# lost anchor and gear



## karma (Oct 26, 2007)

had one of those days guys yesterday on my dive expedition..

after a frustrating start and depth machine not cooperating further offshore (looking for the Sylva tug).. We ended up heading to liberty ship because I knew i had good mark and we had already planned on doing text Edwards for the second dive.. 

Bad idea! Figured the water clarity would improve as we got deeper but that never happened. We got to bottom and I stood on the wreck with horrible visibility not even a few feet. I didnt even feel comfortable looking for my anchor that I believed was on the wreck.. 

Well we came up and i dropped my damn sling spear at the boat! Doh! about 40 bucks at the bottom now!! Icing on the cake I cant even get my anchor off the wreck with 20 ft of chain and lost about 100 feet of rope if not more.. Wishing I had bought me a damn wreck anchor but live in learn!

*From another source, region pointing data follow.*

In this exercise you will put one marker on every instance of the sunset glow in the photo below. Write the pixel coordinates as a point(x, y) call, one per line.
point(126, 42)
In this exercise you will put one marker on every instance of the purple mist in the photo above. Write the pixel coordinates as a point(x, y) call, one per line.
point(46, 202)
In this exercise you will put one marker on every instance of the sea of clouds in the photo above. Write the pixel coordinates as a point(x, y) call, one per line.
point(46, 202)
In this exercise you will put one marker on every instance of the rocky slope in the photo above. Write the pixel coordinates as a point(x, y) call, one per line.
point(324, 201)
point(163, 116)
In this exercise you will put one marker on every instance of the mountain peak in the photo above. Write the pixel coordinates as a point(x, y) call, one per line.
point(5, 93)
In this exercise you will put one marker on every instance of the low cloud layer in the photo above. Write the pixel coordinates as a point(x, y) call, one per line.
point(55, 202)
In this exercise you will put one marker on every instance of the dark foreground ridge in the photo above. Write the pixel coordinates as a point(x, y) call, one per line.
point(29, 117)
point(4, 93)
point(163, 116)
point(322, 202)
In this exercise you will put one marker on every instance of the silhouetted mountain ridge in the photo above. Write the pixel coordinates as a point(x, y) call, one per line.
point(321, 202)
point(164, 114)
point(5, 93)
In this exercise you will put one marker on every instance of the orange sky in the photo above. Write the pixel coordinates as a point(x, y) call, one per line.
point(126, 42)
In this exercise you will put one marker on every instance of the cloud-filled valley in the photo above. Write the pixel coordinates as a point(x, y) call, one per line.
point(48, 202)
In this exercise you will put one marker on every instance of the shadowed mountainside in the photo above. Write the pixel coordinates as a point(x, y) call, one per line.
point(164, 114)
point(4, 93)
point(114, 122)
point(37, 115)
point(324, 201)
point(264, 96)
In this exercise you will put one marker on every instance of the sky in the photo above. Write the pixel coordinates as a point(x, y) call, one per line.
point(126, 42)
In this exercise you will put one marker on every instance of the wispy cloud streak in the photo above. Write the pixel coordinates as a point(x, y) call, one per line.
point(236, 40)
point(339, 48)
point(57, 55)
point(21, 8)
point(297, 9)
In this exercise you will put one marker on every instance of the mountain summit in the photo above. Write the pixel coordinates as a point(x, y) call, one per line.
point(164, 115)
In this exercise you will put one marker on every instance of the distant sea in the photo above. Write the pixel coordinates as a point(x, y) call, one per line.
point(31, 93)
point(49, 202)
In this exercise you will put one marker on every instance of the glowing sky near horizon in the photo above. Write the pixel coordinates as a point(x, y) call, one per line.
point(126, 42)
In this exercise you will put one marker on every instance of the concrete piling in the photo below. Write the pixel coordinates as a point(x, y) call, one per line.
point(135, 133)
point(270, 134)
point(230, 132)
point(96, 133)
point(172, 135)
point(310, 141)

Anyhow.. Feel free to gather my gear and keep it if you really need it.. However I am so disappointed and annoyed with myself. I will not be getting back my self but if anyone retrieves my stuff and wants to help.. please Call me 850.377.5787. I am willing to compensate with money for the help! :thumbup:


----------



## Firefishvideo (Jul 1, 2010)

That sucks! ....I've found that the liberty ship "meeks" usually has worse viz than anything near it...as it seems to sit in a hole, and seems to collect any bad stuff that is floating around and hold it. I have been there many times and not been able to see more than a couple of feet.:thumbdown: Sorry about your gear.


----------



## Addict'd (May 17, 2009)

Dove the liberty ship for the first time on the 20th, your anchor, chain and rope is sitting right inside the center of the hull. And you aren't kidding, the vis is terrible out there right now (all the jellies dont help either). Good luck


----------